Una de las ventajas del derecho comunitario es que no se conforma con promulgar normas: dice el propósito que persigue al promulgarlas y es, por tanto, legítimo alegar este propósito. El de la directiva a la que me refiero, continúa Étienne, es perfectamente claro y liberal. Se trata de organizar la libre competencia en el mercado del crédito. Por eso impone en toda Europa la obligación de que los contratos mencionen el TEG: para que la competencia actúe con plena transparencia. No mencionarlo es una irregularidad, todo el mundo está de acuerdo a este respecto, pero el tribunal me prohíbe señalarla so pretexto de que al hacerlo me ocupo sólo de las personas -orden público de protección- y no del mercado: orden público de dirección. En consecuencia, pregunta al TJCE: ¿la mención del TEG se hace para proteger al prestatario o para organizar el mercado? Como la directiva dice con toda claridad que se hace para organizar el mercado, mi pregunta, de hecho, es todavía más simple: díganme si he leído bien. De ser así, la jurisprudencia del tribunal de casación no tiene sentido.
Étienne, viendo las cosas con perspectiva, estima que el dictamen del caso Fredout está mal redactado y es incluso un poco espurio. A su juicio, el TJCE habría podido rechazarlo, pero sospecha que lo ha aprobado por oscuras razones: porque no quería desaprovechar una ocasión de oro de sentar su preeminencia sobre el derecho nacional. Del fallo del caso Giner, por el contrario, se siente muy orgulloso. Es un objeto jurídico que le encanta. Primero porque no es una sentencia de izquierdas. Étienne no se ve en absoluto como el izquierdista peligroso que denuncian los abogados de Cofidis. Se define como socialdemócrata, pero cree en las virtudes de la competencia: es aún más placentero atrapar en su propia lógica, con un argumento que podría suscribir Alain Mine, a una entidad crediticia ultraliberal. Sobre todo le gusta el estilo, el contraste entre la enormidad del problema planteado -¿qué es el orden público?- y la falsa ingenuidad desconcertante, socrática, de la pregunta que lo resuelve: ¿he leído bien? Le gusta esta forma simple y evidente de dar en el blanco. Lo comprendo. Es lo que también me gusta a mí en mi trabajo: cuando es simple, evidente, cuando da en la diana. Y, por supuesto, cuando es eficaz.

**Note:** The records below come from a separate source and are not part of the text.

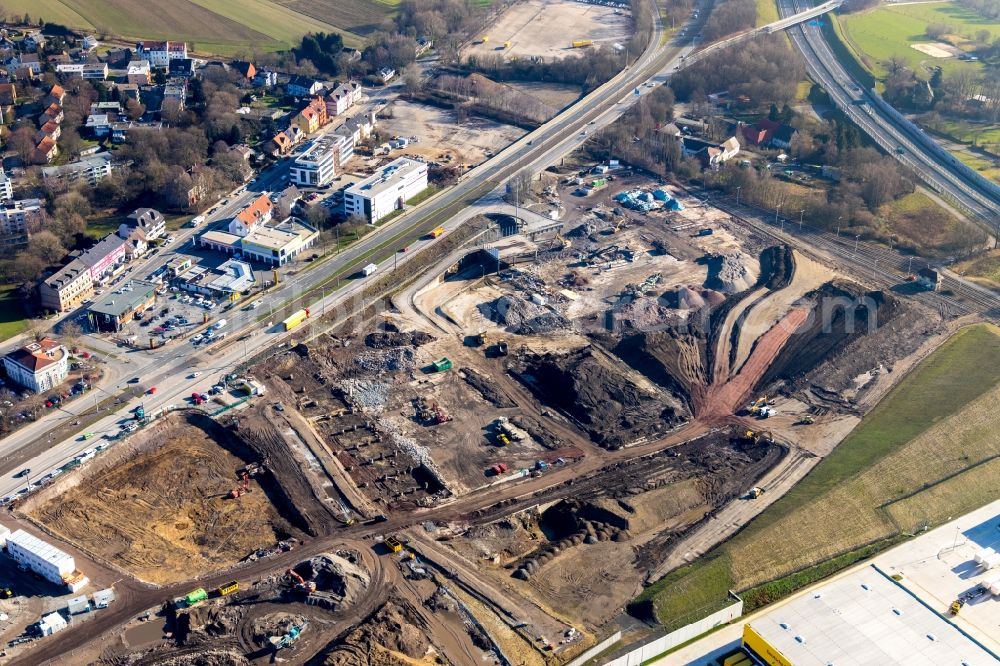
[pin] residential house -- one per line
(90, 170)
(148, 222)
(244, 69)
(159, 54)
(19, 219)
(33, 41)
(6, 186)
(311, 118)
(67, 288)
(303, 86)
(258, 212)
(31, 61)
(98, 124)
(265, 78)
(183, 67)
(140, 73)
(56, 95)
(45, 151)
(342, 98)
(39, 366)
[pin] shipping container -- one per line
(296, 319)
(196, 597)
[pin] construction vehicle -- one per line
(301, 583)
(278, 642)
(242, 488)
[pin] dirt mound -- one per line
(160, 508)
(730, 273)
(851, 331)
(523, 317)
(385, 339)
(605, 402)
(395, 627)
(777, 266)
(673, 359)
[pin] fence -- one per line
(658, 646)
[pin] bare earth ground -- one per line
(439, 133)
(548, 28)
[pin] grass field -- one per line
(12, 315)
(925, 227)
(939, 421)
(889, 31)
(214, 26)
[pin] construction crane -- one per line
(278, 642)
(243, 487)
(301, 583)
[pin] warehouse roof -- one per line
(866, 618)
(41, 549)
(389, 177)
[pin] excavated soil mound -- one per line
(777, 266)
(673, 359)
(730, 273)
(601, 398)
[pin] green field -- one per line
(214, 26)
(940, 421)
(890, 31)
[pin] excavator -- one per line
(301, 583)
(243, 487)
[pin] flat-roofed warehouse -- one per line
(864, 618)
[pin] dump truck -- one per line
(196, 596)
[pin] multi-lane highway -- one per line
(895, 134)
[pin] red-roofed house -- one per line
(40, 366)
(258, 212)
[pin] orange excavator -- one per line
(300, 582)
(242, 488)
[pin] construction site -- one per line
(492, 467)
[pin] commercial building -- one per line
(105, 258)
(317, 165)
(112, 311)
(387, 189)
(862, 618)
(18, 219)
(90, 170)
(67, 288)
(39, 366)
(43, 558)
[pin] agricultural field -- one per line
(893, 30)
(222, 27)
(937, 423)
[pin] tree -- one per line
(22, 142)
(46, 246)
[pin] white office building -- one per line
(317, 165)
(387, 189)
(41, 557)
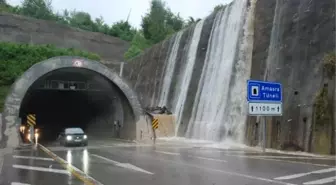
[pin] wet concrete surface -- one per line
(166, 164)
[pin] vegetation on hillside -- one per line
(321, 107)
(329, 64)
(322, 104)
(157, 24)
(15, 59)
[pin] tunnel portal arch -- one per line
(9, 134)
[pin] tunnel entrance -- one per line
(68, 92)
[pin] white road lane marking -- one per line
(123, 165)
(321, 181)
(169, 153)
(19, 183)
(210, 159)
(290, 157)
(34, 158)
(227, 172)
(41, 169)
(294, 176)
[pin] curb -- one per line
(73, 170)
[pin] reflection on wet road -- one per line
(164, 164)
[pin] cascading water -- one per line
(187, 73)
(170, 70)
(211, 109)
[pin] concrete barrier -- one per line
(166, 125)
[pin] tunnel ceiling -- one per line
(59, 69)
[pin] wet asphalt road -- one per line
(120, 163)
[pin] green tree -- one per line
(82, 20)
(40, 9)
(160, 22)
(218, 7)
(123, 30)
(138, 44)
(191, 21)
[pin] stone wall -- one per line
(290, 39)
(15, 28)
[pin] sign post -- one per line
(31, 120)
(264, 99)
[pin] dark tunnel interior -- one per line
(77, 97)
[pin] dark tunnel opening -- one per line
(77, 97)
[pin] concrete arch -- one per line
(9, 135)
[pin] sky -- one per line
(115, 10)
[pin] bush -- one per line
(329, 64)
(321, 107)
(15, 59)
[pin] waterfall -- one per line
(168, 76)
(184, 81)
(211, 110)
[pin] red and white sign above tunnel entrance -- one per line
(77, 63)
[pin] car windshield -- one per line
(74, 131)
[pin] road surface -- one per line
(121, 163)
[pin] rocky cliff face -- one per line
(290, 50)
(15, 28)
(290, 39)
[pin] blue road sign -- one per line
(261, 91)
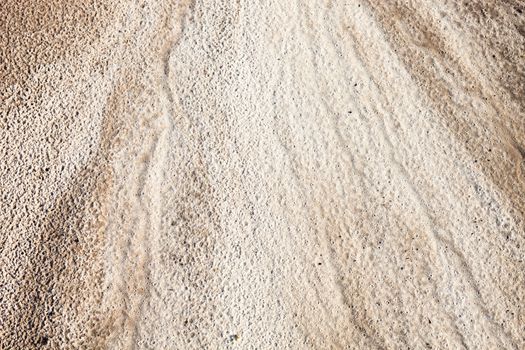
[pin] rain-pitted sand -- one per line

Hablemos de la eficacia. Antes de abandonar su puesto en Vienne, Étienne pudo pronunciar en el caso Fredout la prescripción de los intereses adeudados a la sociedad Cofidis. En el caso Giner, el acreedor sintió el cambio de viento y prefirió desistir. Esta doble victoria, y sobre todo el hecho de que sentase jurisprudencia, granjearon a Juliette y Étienne, cosa de la que él se jacta, «insultos en Dalloz» por parte de profesores de derecho que presentan «al juez de Vienne» corno una especie de enemigo público número uno. A más largo plazo, el efecto de su lucha es que la ley sobre la prescripción ha sido modificada, el oficio del juez ampliado, y aliviadas con toda legalidad las deudas de decenas de miles de pobres gentes. Es menos espectacular que, pongamos, la abolición de la pena de muerte. Es suficiente para decirse que ha servido de algo, e incluso que Étienne y Juliette han sido grandes jueces.